Squamous Cell Carcinoma Of The Esophagus
Esophageal squamous cell carcinoma (ESCC) is a type of esophageal carcinoma (EC; see this term) that can affect any part of the esophagus, but is usually located in the upper or middle third.
Epidemiology
ESCC has an estimated annual incidence of 1/29,400.
Clinical description
The average age of onset of ESCC is between the ages of 60 to 70 years and it is more frequently seen in males. It is usually asymptomatic until an advanced disease stage with common presenting symptoms being dysphagia (at first with solids then progressing to fluids) and weight loss. Less commonly odynophagia, hoarseness of voice, coughing, or chest pain can be presenting features. Tumors are typically found in the middle and the upper third of the esophagus.
Etiology
The exact etiology is unknown. Cigarette smoking and alcohol abuse are the principal risk factors. There is also an association with idiopathic achalasia (see this term), a motility disorder of the esophagus.
Diagnostic methods
Endoscopy and a biopsy will establish the diagnosis.

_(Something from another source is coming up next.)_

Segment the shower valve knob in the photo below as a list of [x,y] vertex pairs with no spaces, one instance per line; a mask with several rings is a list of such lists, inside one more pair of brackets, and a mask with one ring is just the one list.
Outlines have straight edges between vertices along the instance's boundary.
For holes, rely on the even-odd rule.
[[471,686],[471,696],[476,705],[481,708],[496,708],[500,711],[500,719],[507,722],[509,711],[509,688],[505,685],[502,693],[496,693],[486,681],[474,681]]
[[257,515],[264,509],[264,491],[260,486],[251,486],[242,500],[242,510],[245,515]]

For staging, a computed tomography (CT) scan of the neck, chest and abdomen, or CT combined with a positron emission tomography (CT-PET) scan will identify the primary tumor in most cases as well as any spread to the lymph nodes and organs such as the liver, lungs and bone. Endoscopic ultrasound (EUS), the combination of an ultrasound probe on an endoscope, is also increasingly used for staging, and is of particular value for early cancers. In upper or mid-esophageal tumors where there is a possibility of invasion of the airway (trachea or bronchi) a bronchoscopy may also be required.
Differential diagnosis
Differential diagnoses include idiopathic achalasia (see this term), benign esophageal stricture, an esophageal web, and occasionally lung cancer.
Management and treatment
Treatment may be with curative intent when the disease is confined to the esophagus and even when local nodes of the primary tumor are involved, and when the patient is fit enough for treatment. Treatment with palliative intent, targeted on symptom control and quality of life, but not cure, is the mainstay of treatment when the disease is advanced or incurable, or the patient is unfit for therapy due to significant co-morbidities. The traditional treatment of ESCC is surgical resection; this is usually via a transthoracic resection, and occasionally by a neck incision. In some cases a transhiatal esophagectomy is performed. The use of minimally invasive approaches to perform these operations is increasing in use. There is also an increasing use of chemotherapy or of the combination of chemotherapy and radiotherapy before and after surgery. A number of clinical trials support this practice, particularly where the tumor is locally advanced, and this is increasingly the standard of care in Europe and North America. The chemotherapeutic drugs most often used in combination are epirubicin, cisplatin and 5-fluorouracil (known as ECF). Capecitabine and oxaliplatin are less toxic agents that can be used in those with cardiac and renal problems. There is also an increasing use of radical, high-dose radiotherapy and chemotherapy for ESCC which avoids a surgery, and the outcomes are equivalent to surgical or multimodality approaches. For palliative approaches, self-expanding metal stents (SEMS) can relieve dysphagia, and chemotherapy, radiation therapy and laser-based approaches are also considered. Palliation may also involve nutritional support via feeding devices such as percutaneous endoscopic gastrostomy (PEG) tubes.
Prognosis
As ESCC is usually diagnosed at an advanced disease stage, the overall prognosis is poor, with an overall 5-year survival of between 10-20%. In patients treated with curative intent the cure rate currently approaches 40%.